In that childish spirit, I rejoice in the news that Sweden will join NATO. I remember the long years when the line running down Europe was back here, through Germany. For a while now it’s been all the way over there, up against Russia. The latest: we just swallowed an ocean. The Baltic belongs to us the way the Mediterranean belonged to Rome. With Sweden and Finland we get the top half, so it’s game over. One wasn’t even looking for this. It’s a side-result, a throw-in. But RC Cola, man. Because that sea is now our sea.

By us I mean America, the founder, workhorse, and guiding spirit of NATO. Michael Lind, a distinguished American academic, writes at Unherd that Europe looks like it’ll be more and more under our country’s influence, the big reason being the Russian invasion of Ukraine. The article’s a brisk trot along the horizon, so Lind doesn’t give details. But here’s a good bit: he reminds us that NATO now has 32 members, the European Union only 28. More of Europe relies on American nukes than on European membership.

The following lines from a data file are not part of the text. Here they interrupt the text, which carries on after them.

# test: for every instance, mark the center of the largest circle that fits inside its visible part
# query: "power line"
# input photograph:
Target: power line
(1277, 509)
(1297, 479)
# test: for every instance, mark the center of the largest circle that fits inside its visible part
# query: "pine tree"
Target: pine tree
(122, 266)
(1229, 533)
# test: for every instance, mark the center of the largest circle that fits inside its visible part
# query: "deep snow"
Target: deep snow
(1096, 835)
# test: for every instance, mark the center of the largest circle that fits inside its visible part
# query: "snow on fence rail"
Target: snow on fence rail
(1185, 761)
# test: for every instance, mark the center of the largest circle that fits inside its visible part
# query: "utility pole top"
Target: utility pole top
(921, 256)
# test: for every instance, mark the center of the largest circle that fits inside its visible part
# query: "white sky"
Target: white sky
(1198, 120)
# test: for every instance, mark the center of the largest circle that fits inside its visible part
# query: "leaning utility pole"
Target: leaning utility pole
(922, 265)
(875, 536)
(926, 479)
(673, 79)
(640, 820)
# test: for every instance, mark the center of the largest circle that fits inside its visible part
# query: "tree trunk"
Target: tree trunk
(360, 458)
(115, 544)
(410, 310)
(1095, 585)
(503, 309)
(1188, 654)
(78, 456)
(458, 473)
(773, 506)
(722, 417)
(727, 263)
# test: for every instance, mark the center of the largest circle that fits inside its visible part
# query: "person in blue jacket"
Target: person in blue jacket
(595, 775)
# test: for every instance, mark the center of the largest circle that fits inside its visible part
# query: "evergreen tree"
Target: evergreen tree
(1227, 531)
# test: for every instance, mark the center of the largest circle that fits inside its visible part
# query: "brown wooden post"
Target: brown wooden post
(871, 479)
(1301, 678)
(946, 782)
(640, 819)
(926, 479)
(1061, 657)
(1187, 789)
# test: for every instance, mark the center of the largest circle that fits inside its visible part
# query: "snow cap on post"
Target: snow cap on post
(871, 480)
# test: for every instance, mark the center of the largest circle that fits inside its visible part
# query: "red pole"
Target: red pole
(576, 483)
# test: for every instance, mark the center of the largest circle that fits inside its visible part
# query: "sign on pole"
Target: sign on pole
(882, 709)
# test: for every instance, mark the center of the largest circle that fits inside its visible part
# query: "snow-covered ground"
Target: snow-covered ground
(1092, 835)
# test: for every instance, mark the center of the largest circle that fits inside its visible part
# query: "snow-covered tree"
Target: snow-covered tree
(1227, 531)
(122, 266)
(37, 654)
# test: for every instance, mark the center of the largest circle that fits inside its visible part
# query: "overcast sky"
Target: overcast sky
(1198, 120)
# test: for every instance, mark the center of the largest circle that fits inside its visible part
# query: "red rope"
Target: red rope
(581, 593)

As to why Europe needs us, Lind goes broadbrush and writes that “only the US has the unity and the military infrastructure to coordinate multinational military efforts in or near Europe.” I guess he means the Europeans may have their share of armed goods but the goods are divided among many nations and therefore many commands. Whereas the United States has an immense pile of armed goods, all of it under one command. Therefore, a few of the larger European countries couldn’t put their heads together and send a joint force to duff up a nearby target. Which, as conclusions go, seems like a jump.

But we all saw which way Finland and Sweden ran when things got real. Whatever the underpinnings of the situation, Europe needs America. That isn’t great news for Europe, considering. Here’s where a fellow American must differ with Lind. He refers to our unity and leaves things at that. He shouldn’t have. We’re still one nation, but what a nation. The place is heaving, and Europe’s fate is one of the issues we disagree about. Our previous chief executive was NATO-skeptical and Russia-friendly. He’s still that way and he’s the frontrunner for his party’s presidential nomination; meanwhile, the number-two candidate cares so little about Europe that he scuttled between calling the Ukraine invasion a territorial dispute and calling Putin a war criminal. It’s on this weak vessel that the old Reaganites, the believers in Standing Tall, had to settle their hopes.

Europe needs our leadership, but for 20 years our leadership has been erratic. Even before Donald Trump took over, Republicans wanted America to be a rogue country; hence the Iraq war. The party’s leaders cared about Europe’s safety but not its opinion; now the party’s voters would like to forget Europe altogether. That leaves the Democrats, who are struggling to keep a grip on power. Russia’s such a menace, and Europe so disorganized militarily, that America now has the Baltic. But being indispensable isn’t the same as being permanent. In that spirit I say hooray for us, and also Europe had better consider the possibility that we’ll bug out and leave them screwed. Getting two such thoughts into your head is what it takes to appreciate the United States.